How to use Jupyter notebooks on Grex?

Jupyter on Grex#

Jupyter is a Web-interface aimed to support interactive data science and scientific computing. Jupyter supports several dynamic languages, most notably Python, R and Julia. Jupyter offers a metaphor of “computational document” that combines code, data and visualizations, and can be published or shared with collaborators.

Jupyter can be used either as a simple, individual notebook or as a multi-user Web server/Interactive Development Environment (IDE), such as JupyterHub/JupyterLab.
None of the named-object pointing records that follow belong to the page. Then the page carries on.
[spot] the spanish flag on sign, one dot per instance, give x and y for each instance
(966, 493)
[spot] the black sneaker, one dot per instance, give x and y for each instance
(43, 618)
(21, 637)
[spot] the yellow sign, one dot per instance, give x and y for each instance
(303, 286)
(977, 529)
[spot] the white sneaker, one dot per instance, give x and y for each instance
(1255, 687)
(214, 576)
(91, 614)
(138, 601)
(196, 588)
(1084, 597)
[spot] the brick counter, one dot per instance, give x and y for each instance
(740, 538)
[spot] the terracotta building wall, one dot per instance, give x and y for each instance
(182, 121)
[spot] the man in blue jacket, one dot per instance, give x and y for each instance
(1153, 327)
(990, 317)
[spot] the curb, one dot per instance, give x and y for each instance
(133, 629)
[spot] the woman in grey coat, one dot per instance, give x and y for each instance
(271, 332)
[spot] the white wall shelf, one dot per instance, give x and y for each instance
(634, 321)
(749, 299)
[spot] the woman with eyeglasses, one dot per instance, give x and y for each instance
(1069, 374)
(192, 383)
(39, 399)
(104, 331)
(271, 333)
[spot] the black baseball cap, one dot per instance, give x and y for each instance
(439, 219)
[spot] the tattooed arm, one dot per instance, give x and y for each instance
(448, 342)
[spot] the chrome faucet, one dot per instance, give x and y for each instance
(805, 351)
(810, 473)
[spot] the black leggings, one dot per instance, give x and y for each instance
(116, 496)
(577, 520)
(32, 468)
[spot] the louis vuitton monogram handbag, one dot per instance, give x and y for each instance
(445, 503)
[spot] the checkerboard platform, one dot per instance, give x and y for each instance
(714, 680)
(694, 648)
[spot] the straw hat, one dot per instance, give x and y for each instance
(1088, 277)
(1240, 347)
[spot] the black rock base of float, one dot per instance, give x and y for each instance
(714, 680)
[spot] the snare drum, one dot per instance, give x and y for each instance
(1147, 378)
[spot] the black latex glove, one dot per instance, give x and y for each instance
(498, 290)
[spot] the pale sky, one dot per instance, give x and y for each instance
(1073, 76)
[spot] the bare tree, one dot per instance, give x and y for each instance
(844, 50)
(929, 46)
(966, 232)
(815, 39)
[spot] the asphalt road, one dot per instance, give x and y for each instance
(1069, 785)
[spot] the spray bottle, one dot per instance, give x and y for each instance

The JupyterHub servers can use a variety of computational back-end configurations: from free-for-all shared workstation to job spawning interfaces to HPC schedulers like SLURM or container workflow systems like Kubernetes.

This page lists examples of several ways of accessing Jupyter notebooks.

Using notebooks via Grex OOD Web Portal#

Grex provides Jupyter Notebooks and/or JupyterLab as an OpenOnDemand dashboard application. This is much more convenient than handling SSH tunnels for Jupyter manually. The servers will run as a batch job on Grex compute nodes, so as usual, a choice of SLURM partition will be needed.

Grex provides access to Jupyter Notebooks and JupyterLab through an OpenOnDemand server Application. This method is much more convenient than manually handling SSH tunnels for Jupyter.

Notebooks under OOD would run as batch jobs on Grex compute nodes, and thus have access to any available hardware such as GPUs, as needed. You will need to select a SLURM partition, as well as other resource requests (CPU, GPU, time) when launching a OOD Jupyter session.

There are multiple versions of the OOD Jupyter application, that correspond to either local Grex software environment (SBEnv) or the Alliance/ComputeCanada environment (CCEnv, using the current StdEnv version).

You can find more information on using OOD in the Grex OOD documentation pages .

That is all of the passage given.